Kissinger’s argument is that a peace deal that separates two sides of the conflict along the line of pre-2022 invasion should be negotiated. According to this proposal, Crimea and eastern parts of the Donbas region that Russia seized in 2014 would remain under Russian control. Kissinger called this solution “just and possible to define.” Pursuing the war beyond that point, added Kissinger, would not be about “the freedom of Ukraine,” but “a new war against Russia itself.”

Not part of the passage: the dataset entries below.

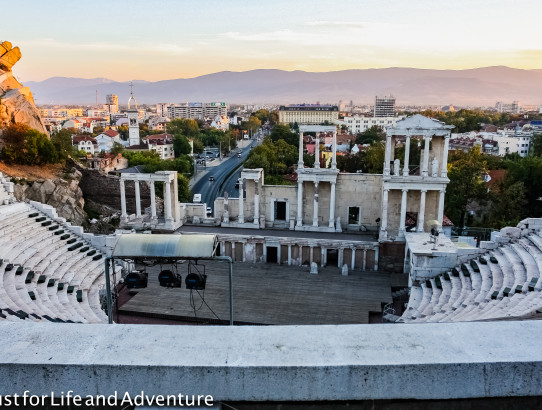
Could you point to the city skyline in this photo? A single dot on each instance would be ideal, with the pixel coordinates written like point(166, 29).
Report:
point(130, 40)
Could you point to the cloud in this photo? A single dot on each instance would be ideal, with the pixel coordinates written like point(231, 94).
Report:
point(330, 23)
point(161, 48)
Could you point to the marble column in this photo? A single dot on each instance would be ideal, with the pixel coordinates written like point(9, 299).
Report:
point(332, 206)
point(256, 203)
point(425, 166)
point(403, 213)
point(300, 161)
point(322, 256)
point(421, 214)
point(124, 215)
point(444, 164)
point(153, 201)
point(289, 255)
point(384, 218)
point(138, 199)
point(440, 215)
point(317, 152)
point(387, 156)
point(406, 169)
point(167, 199)
point(315, 214)
point(299, 203)
point(241, 217)
point(334, 150)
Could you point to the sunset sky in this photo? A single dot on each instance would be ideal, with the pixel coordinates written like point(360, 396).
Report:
point(159, 40)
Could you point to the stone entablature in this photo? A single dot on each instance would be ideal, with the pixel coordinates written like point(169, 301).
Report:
point(171, 219)
point(432, 174)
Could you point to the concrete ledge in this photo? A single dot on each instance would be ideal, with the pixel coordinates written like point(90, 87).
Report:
point(279, 363)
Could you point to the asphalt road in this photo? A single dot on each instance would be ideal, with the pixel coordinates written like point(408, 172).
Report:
point(211, 190)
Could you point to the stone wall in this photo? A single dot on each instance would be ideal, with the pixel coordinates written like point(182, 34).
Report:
point(105, 190)
point(17, 104)
point(276, 363)
point(64, 195)
point(391, 256)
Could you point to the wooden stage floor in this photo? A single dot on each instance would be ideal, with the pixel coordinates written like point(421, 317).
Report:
point(267, 294)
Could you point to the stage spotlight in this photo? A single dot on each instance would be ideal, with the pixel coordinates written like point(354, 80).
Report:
point(195, 281)
point(168, 279)
point(136, 280)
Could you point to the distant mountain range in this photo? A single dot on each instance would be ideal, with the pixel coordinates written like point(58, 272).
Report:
point(480, 86)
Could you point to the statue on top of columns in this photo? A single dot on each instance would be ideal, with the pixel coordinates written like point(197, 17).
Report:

Trained in the school of Metternich and Bismarck, Kissinger has understood the limits of Wilsonianism. Announced at a time when the world was coming out of the ashes of the World War I, during which several major empires collapsed, Wilsonianism held that supporting the self-determination of smaller nations would promote the cause of freedom and democracy and serve American interests. But for Kissinger, as a prominent scholar and practitioner of realpolitik, power is the main subject matter of international politics. Hence, under certain conditions, the main successor state of a collapsed empire has the right to seek absorbing its co-nationals across the border. Kissinger followed this logic in the 1974 Turkish invasion of Cyprus and has been advocating this view for Ukraine. “There is no American reason why the Turks should not have one-third of Cyprus,” said Kissinger to President Gerald Ford at the time. Akin to the status of Cyprus in 1974 that had a considerable Turkish population, eastern Donbas and Crimea also had a large Russian population in 2014.

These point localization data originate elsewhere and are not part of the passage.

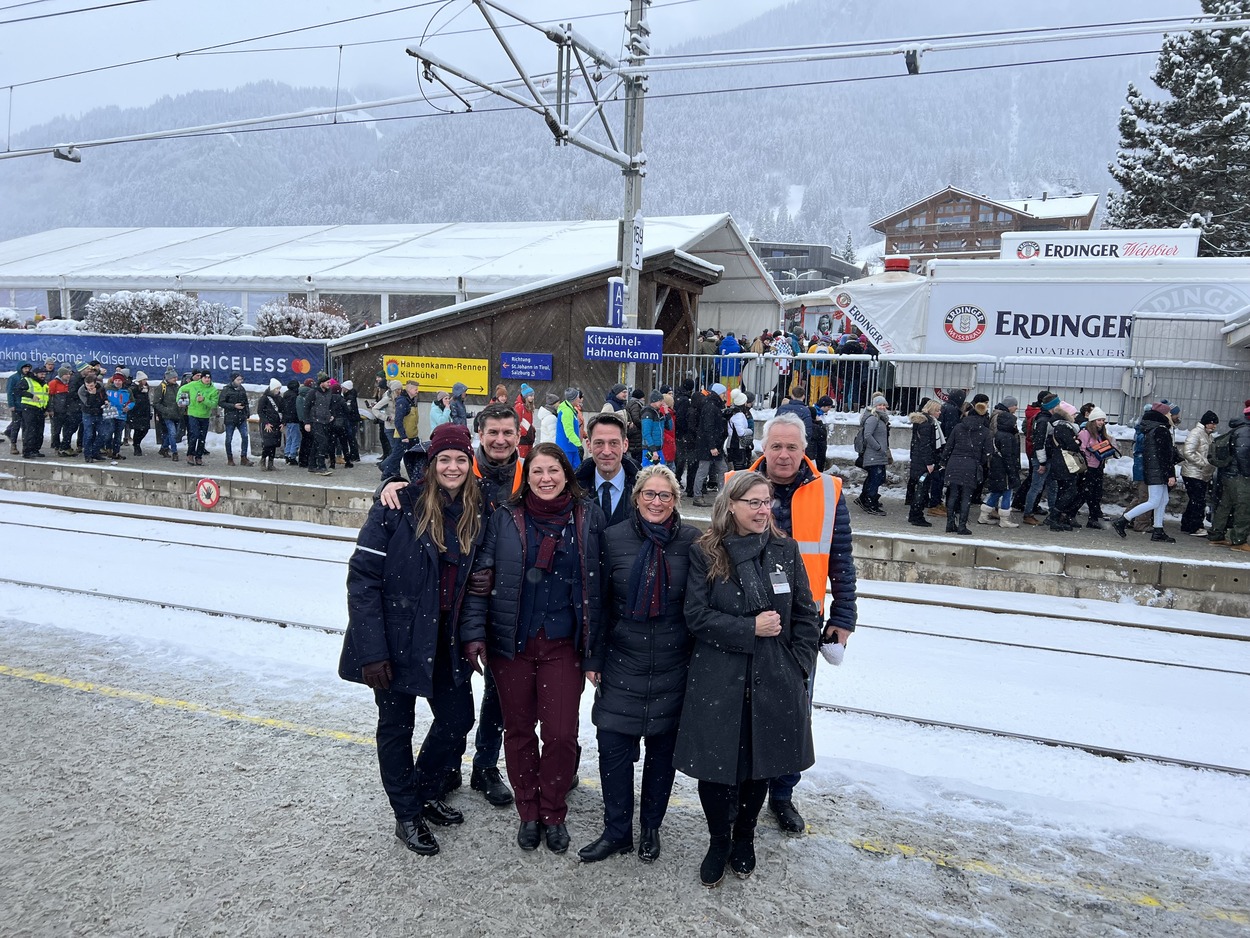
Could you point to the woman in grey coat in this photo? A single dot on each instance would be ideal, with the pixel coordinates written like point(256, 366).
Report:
point(756, 628)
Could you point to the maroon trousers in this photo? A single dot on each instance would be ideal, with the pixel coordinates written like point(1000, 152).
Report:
point(540, 688)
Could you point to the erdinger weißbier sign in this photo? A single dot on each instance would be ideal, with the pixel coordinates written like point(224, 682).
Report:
point(1101, 244)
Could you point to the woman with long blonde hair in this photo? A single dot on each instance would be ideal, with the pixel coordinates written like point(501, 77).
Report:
point(406, 580)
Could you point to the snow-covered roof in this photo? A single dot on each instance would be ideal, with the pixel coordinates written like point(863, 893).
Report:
point(463, 259)
point(1063, 206)
point(1046, 208)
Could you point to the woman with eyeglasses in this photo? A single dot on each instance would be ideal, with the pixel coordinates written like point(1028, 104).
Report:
point(639, 667)
point(756, 630)
point(536, 630)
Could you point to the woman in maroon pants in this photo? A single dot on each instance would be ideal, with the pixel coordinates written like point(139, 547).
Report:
point(536, 630)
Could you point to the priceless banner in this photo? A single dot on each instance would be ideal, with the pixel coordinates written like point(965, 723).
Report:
point(255, 359)
point(435, 374)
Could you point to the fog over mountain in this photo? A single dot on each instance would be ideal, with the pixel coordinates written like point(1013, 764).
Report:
point(789, 161)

The reality of the war on the ground is that pushing Russians out of eastern Donbas and especially Crimea is extremely difficult. Besides Russia’s sophisticated military bases in Crimea that makes the capturing of the peninsula very unlikely, there is also a sense of local support for Russian forces in these regions that will further impede Ukraine’s counter-offensive. Furthermore, this objective will likely require a long amount of time to be achieved, but time is unfortunately against Ukraine. The fight is on Ukraine’s soil rather than Russia’s. And Ukraine’s economy is seriously damaged. Furthermore, there is a growing sense that West’s support for Ukraine may falter in the coming months. All these factors demonstrate that a negotiated settlement along the status quo ante can preserve Ukraine’s interests as well.

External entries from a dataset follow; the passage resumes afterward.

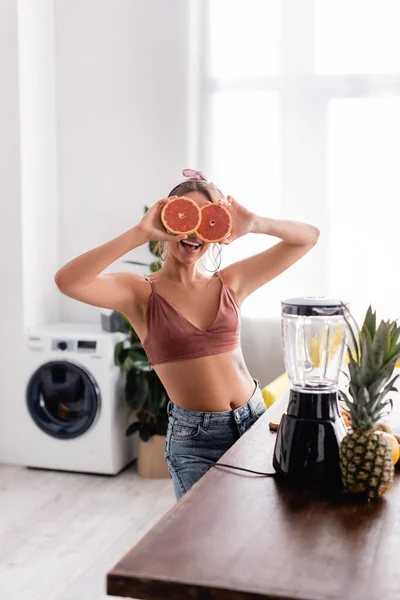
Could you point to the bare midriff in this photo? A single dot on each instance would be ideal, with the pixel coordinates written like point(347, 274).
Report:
point(210, 383)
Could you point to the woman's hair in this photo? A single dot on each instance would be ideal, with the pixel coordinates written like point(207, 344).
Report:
point(213, 195)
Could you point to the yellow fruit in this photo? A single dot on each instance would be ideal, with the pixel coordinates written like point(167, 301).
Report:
point(394, 443)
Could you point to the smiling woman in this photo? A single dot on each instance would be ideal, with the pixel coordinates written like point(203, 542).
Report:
point(189, 322)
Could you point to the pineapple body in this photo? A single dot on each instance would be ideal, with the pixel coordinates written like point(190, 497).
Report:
point(366, 463)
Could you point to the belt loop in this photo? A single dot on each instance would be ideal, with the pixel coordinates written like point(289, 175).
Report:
point(206, 420)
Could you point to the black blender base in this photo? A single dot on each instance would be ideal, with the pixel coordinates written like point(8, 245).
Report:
point(308, 439)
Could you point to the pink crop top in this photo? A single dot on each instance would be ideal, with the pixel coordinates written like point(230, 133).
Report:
point(170, 336)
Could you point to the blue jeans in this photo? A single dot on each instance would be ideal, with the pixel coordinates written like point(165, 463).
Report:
point(196, 440)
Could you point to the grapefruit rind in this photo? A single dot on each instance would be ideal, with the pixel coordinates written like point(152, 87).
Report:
point(209, 239)
point(164, 216)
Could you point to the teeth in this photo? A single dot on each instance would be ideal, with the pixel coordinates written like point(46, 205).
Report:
point(195, 244)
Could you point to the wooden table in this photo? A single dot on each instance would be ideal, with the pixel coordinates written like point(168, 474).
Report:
point(237, 536)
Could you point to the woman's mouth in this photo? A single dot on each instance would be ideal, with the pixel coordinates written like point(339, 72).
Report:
point(191, 245)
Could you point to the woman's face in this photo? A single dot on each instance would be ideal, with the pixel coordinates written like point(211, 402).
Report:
point(192, 248)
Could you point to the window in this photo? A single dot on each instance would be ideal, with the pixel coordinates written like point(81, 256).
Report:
point(300, 105)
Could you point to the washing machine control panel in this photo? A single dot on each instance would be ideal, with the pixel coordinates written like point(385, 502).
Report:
point(87, 346)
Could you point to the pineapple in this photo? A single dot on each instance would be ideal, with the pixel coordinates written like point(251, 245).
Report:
point(365, 455)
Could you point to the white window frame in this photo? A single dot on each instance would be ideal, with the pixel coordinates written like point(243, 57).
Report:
point(304, 99)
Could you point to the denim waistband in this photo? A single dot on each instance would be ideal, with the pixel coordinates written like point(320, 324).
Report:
point(195, 416)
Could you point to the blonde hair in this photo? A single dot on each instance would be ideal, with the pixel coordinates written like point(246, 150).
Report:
point(213, 195)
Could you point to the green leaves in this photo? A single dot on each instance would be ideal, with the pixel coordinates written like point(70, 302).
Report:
point(377, 350)
point(144, 392)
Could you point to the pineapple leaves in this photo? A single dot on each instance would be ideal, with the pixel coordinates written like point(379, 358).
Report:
point(373, 353)
point(369, 326)
point(351, 331)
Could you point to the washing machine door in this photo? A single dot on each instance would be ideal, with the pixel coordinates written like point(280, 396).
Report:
point(63, 399)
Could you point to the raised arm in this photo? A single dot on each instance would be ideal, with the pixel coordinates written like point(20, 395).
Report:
point(82, 277)
point(249, 274)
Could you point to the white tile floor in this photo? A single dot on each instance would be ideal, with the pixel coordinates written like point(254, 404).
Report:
point(60, 533)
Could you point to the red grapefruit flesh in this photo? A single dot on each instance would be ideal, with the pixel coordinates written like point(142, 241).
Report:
point(181, 215)
point(216, 223)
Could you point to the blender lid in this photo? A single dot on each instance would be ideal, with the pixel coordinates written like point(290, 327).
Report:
point(313, 306)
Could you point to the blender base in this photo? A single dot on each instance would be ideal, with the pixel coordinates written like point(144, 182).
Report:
point(308, 439)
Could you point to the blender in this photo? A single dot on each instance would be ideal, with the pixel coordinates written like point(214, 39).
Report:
point(314, 341)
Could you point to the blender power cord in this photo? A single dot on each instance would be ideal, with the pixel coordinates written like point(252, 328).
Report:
point(247, 470)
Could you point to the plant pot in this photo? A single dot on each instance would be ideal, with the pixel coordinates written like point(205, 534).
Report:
point(151, 462)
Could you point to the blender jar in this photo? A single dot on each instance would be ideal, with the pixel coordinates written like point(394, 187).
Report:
point(314, 336)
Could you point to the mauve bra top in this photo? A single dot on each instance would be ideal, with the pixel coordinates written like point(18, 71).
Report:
point(170, 336)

A strong Ukraine will likely be able to deter any possible Russian attack in the future. Militarily, Ukraine is in a much stronger position than it was prior to the 2022 invasion. The West should keep providing ample military and economic aid to make sure that Ukraine does retain its military strength. Many Russian nationalists that have long perceived Ukraine as a part of the Russian nation have come to realize that Ukraine is not a fake nation. A fake nation could have not maintained the level of social cohesion and collective action that Ukrainians have exhibited during their resistance against Russia’s invasion. This may temper the Kremlin’s future hawkish impulses.

Kissinger is anything but Chamberlain. His proposal, rooted in pragmatism rather than idealism, is a solution in which neither side will be a total loser. Any continuation of war can have catastrophic ramifications for Ukraine, Russia, and the world, and therefore, needs to be prevented.